Google Ads turned 20 recently and has grown to become the largest PPC marketing platform, with a whopping advertising revenue of over $42 billion in 2019. However, with a plethora of metrics available, inexperienced marketers may find themselves confused. This article outlines the most important metrics you should be tracking for lead generation purposes.
1. Impressions
Impressions refer to the number of times your ad has been displayed or seen. You can improve this metric by increasing your campaign budget, improving your ad quality, or increasing your bid.
2. Clicks
Clicks indicate the number of times your ad was clicked. However, relying on this metric alone does not guarantee the effectiveness of your ad. The click-through rate, which is a different metric, provides more insight.
3. Cost
The cost of Google Ads is determined by the cost per click (CPC) and the cost per action (CPA). The CPC is calculated by dividing the cost of your clicks by the number of clicks, while CPA determines how much money is needed to acquire a lead. The CPC and CPA can be reduced by improving your ad quality, setting maximum bids, and improving your landing pages.
4. Conversions
Conversion rates are not fixed but are determined by the goals you set. Google Ads provides the conversion tracking function to measure your conversion rate accurately.

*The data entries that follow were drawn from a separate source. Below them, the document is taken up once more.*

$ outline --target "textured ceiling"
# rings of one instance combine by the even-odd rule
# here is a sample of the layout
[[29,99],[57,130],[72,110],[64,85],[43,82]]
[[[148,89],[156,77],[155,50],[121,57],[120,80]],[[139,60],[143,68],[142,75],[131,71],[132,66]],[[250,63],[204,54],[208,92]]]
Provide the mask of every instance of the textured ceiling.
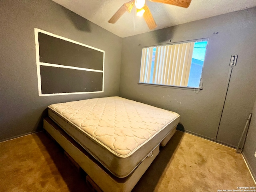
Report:
[[[134,8],[131,13],[125,13],[115,24],[108,22],[129,0],[53,0],[121,37],[150,31],[143,17],[134,16]],[[146,4],[158,25],[154,29],[156,30],[256,6],[256,0],[192,0],[187,8],[148,0]]]

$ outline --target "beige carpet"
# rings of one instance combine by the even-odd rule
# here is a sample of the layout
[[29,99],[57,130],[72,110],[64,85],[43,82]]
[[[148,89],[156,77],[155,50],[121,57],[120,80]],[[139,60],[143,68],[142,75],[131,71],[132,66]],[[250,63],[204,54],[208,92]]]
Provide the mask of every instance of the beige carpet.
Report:
[[[90,191],[44,132],[0,143],[0,192]],[[177,131],[134,192],[201,192],[255,186],[234,149]]]

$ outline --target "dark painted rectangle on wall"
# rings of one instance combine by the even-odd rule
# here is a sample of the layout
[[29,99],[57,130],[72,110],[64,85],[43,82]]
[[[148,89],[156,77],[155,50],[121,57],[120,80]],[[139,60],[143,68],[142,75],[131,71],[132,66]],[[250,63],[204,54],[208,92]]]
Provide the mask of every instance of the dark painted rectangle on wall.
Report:
[[40,62],[102,70],[103,52],[38,33]]
[[42,94],[102,91],[103,73],[40,66]]

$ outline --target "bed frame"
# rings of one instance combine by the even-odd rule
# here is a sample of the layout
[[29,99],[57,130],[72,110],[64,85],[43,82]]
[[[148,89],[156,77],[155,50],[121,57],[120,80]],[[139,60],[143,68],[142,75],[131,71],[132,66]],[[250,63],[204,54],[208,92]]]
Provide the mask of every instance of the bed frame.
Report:
[[153,152],[132,173],[121,178],[110,173],[50,118],[47,117],[44,119],[44,129],[88,174],[86,182],[98,192],[131,191],[158,154],[160,146],[166,144],[176,132],[176,127],[170,131],[154,149]]

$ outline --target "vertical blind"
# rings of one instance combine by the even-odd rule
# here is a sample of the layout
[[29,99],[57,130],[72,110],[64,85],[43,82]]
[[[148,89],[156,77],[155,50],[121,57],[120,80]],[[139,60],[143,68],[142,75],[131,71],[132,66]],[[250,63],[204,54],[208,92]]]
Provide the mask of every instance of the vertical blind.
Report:
[[194,44],[143,48],[140,82],[187,86]]

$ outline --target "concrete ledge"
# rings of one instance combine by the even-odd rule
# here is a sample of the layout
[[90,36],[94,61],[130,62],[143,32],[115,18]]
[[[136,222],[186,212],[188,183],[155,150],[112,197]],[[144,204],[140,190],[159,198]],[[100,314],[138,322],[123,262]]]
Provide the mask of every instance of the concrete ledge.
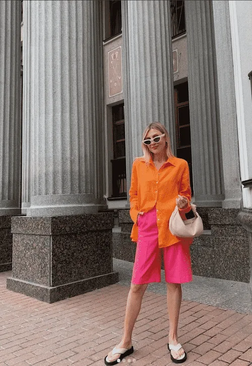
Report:
[[32,283],[13,277],[7,278],[7,288],[11,291],[51,303],[112,285],[118,280],[118,272],[112,272],[54,287]]

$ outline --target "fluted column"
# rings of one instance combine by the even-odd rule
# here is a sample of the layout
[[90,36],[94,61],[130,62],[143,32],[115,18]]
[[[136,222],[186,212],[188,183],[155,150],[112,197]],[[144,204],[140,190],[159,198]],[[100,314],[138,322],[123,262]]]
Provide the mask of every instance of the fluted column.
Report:
[[0,2],[0,215],[21,213],[21,2]]
[[200,206],[221,207],[224,187],[211,2],[184,4],[195,202]]
[[216,61],[225,190],[222,207],[240,208],[241,188],[228,1],[214,0],[213,10],[218,50]]
[[[31,200],[31,114],[33,111],[32,90],[30,73],[32,71],[32,52],[30,47],[33,36],[31,32],[31,7],[27,6],[27,1],[23,2],[23,123],[22,123],[22,203],[23,214],[26,214],[27,208],[30,206]],[[24,34],[25,36],[24,37]]]
[[127,176],[130,176],[132,159],[143,154],[142,135],[149,123],[164,124],[174,146],[170,11],[166,1],[122,3],[125,129],[131,141],[126,144],[130,157]]
[[27,214],[97,212],[104,204],[98,2],[24,5]]

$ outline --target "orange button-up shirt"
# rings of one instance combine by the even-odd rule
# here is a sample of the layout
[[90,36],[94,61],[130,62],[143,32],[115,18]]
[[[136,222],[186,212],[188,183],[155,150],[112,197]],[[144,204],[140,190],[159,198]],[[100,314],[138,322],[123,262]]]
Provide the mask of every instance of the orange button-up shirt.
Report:
[[178,241],[189,244],[192,238],[181,238],[173,235],[169,230],[169,220],[176,206],[178,195],[185,197],[187,206],[180,210],[182,218],[191,210],[190,178],[188,164],[183,159],[174,156],[169,158],[159,170],[152,159],[146,163],[142,158],[137,158],[133,162],[131,188],[130,214],[134,222],[131,237],[137,241],[138,215],[140,212],[148,212],[156,206],[159,248],[168,247]]

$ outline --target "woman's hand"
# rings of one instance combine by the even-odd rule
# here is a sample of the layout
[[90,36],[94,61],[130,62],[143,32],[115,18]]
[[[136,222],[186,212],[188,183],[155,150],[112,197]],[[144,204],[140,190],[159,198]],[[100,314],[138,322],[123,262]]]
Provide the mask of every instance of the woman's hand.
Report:
[[178,198],[176,199],[176,203],[178,208],[185,208],[188,205],[188,202],[185,197],[178,195]]
[[143,216],[143,215],[144,214],[144,212],[139,212],[138,215],[138,218],[137,219],[137,225],[138,224],[138,218],[139,217],[139,215],[141,215],[141,216]]

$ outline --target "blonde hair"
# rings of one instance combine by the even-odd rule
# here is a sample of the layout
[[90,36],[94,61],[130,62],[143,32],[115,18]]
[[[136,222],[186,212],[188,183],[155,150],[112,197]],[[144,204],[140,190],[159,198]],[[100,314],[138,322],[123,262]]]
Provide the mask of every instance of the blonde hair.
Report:
[[[162,135],[163,134],[165,134],[165,138],[167,143],[166,147],[166,154],[168,158],[174,156],[171,150],[171,141],[169,133],[163,125],[162,125],[162,124],[160,122],[153,122],[151,124],[150,124],[150,125],[146,127],[144,131],[144,133],[143,134],[143,140],[145,139],[146,135],[151,129],[158,130],[161,132],[161,135]],[[153,153],[150,151],[148,146],[145,145],[143,142],[142,143],[142,150],[144,153],[143,157],[145,158],[146,162],[147,163],[149,162],[151,158],[152,158],[153,155]]]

5. Click-Through Rate (CTR)
CTR indicates the effectiveness of your ad and shows how often users click on it. A good CTR is considered to be 5%. You can boost your CTR by writing compelling ad copies and targeting local audiences.
In conclusion, lowering the CPC and CPA is essential for lead generation. Ensure your landing page is relevant to your advertising copy, and experimentation is key to a successful Google Ads campaign. To present your metrics effectively, you can use free tools like Google Data Studio or Supermetrics.